Gli effetti della crisi passata continueranno a farsi sentire, ma per il settore costruzioni pare intravvedersi uno spiraglio. Nel terzo trimestre 2015, il volume d'affari sale del 2,1 per cento rispetto allo stesso trimestre del 2014. La tendenza positiva riguarda le piccole e medie imprese, mentre è ancora lievemente negativo l'andamento oltre i 50 addetti: queste alcune indicazioni che emergono dall'indagine sulla congiuntura delle costruzioni realizzata in collaborazione tra Camere di commercio e Unioncamere Emilia-Romagna.

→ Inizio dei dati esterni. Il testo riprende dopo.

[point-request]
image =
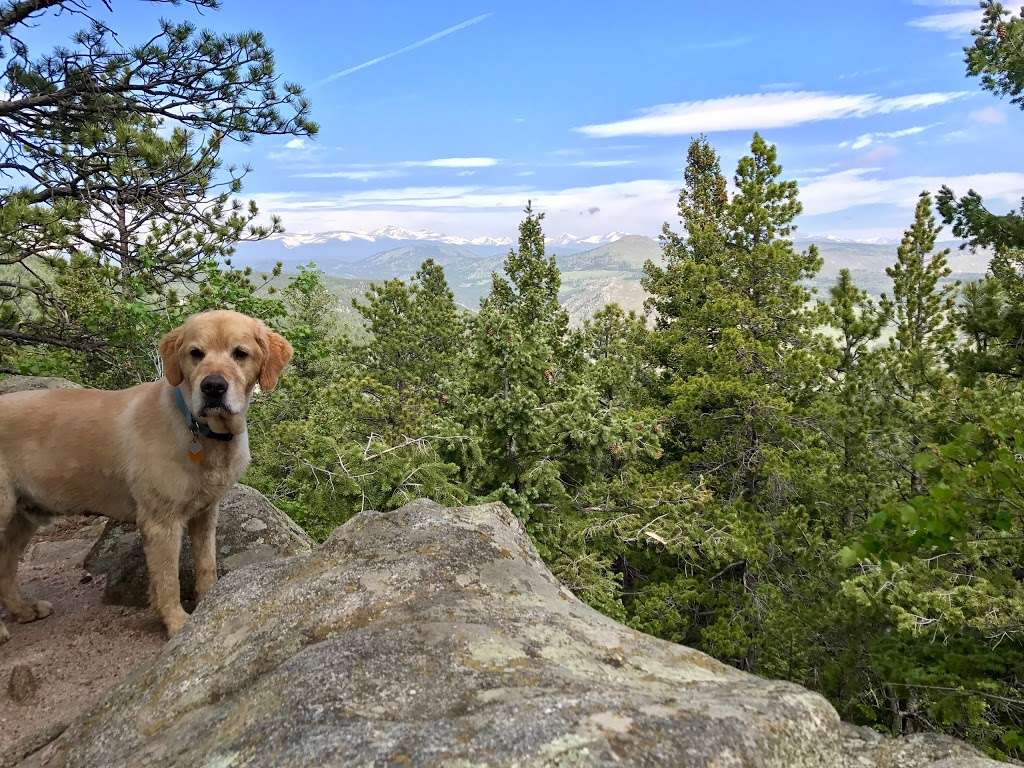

Riguardo il volume d'affari, l'ultimo dato positivo risaliva al quarto trimestre 2012. Aumenta la quota delle imprese che rileva un volume d'affari in crescita rispetto allo stesso trimestre del 2014, che risale al 39,1 dal 35,6 per cento. Escluso il primo trimestre 2015, non è stato rilevato un dato più elevato dal secondo trimestre del 2008. Inoltre la quota delle imprese che segnalano una diminuzione del volume d'affari scende dal 19,8 al 16,5 per cento, per trovare un dato più contenuto occorre risalire al secondo trimestre 2011. La tendenza positiva del volume d’affari riguarda le piccole imprese (+2,8 per cento) e quelle medie (+2,1 per cento), mentre l'andamento resta negativo, sia pure solo lievemente, per quelle grandi (-0,1 per cento).

Lavoro e ammortizzatori sociali. Secondo l'indagine Istat sulle forze di lavoro, nei primi nove mesi dell'anno gli occupati sono stati circa 106.000, con un’ampia diminuzione (-10,0 per cento) rispetto all’analogo periodo del 2014, molto più accentuata rispetto a quanto avvenuto in Italia (-0,4 per cento), il calo di circa 12.000 addetti, è stato essenzialmente determinato dagli autonomi (-18,8 per cento), a fronte della tenuta dei dipendenti (-0,3 per cento). Nei primi dieci mesi del 2015 le ore autorizzate di Cassa integrazione guadagni per interventi ordinari, straordinari e in deroga sono ammontate a circa 7 milioni e 257 mila, vale a dire il 19,5 per cento in meno rispetto all’analogo periodo del 2014 (in Italia -33,5 per cento). 

Il registro delle imprese. A fine settembre 2015, le imprese attive nelle costruzioni erano 68.745, quindi 1.564 in meno in un anno (-2,2 per cento). La riduzione è più ampia tra quelle operanti nei lavori di costruzione specializzati (-904 unità, -1,8 per cento), ma molto più rapida per le attive nella costruzione di edifici (-3,5 per cento, -639 unità). La diminuzione è determinata dalle ditte individuali (-2,7 per cento, 1.323 unità) e dalle società di persone (-4,2 per cento), che risentono negativamente dell’attrazione della normativa delle società a responsabilità limitata. È elevata (-4,5 per cento) anche la flessione per i consorzi e le cooperative. Grazie anche all’attrattività della normativa citata, aumentano solo le società di capitali (+1,3 per cento).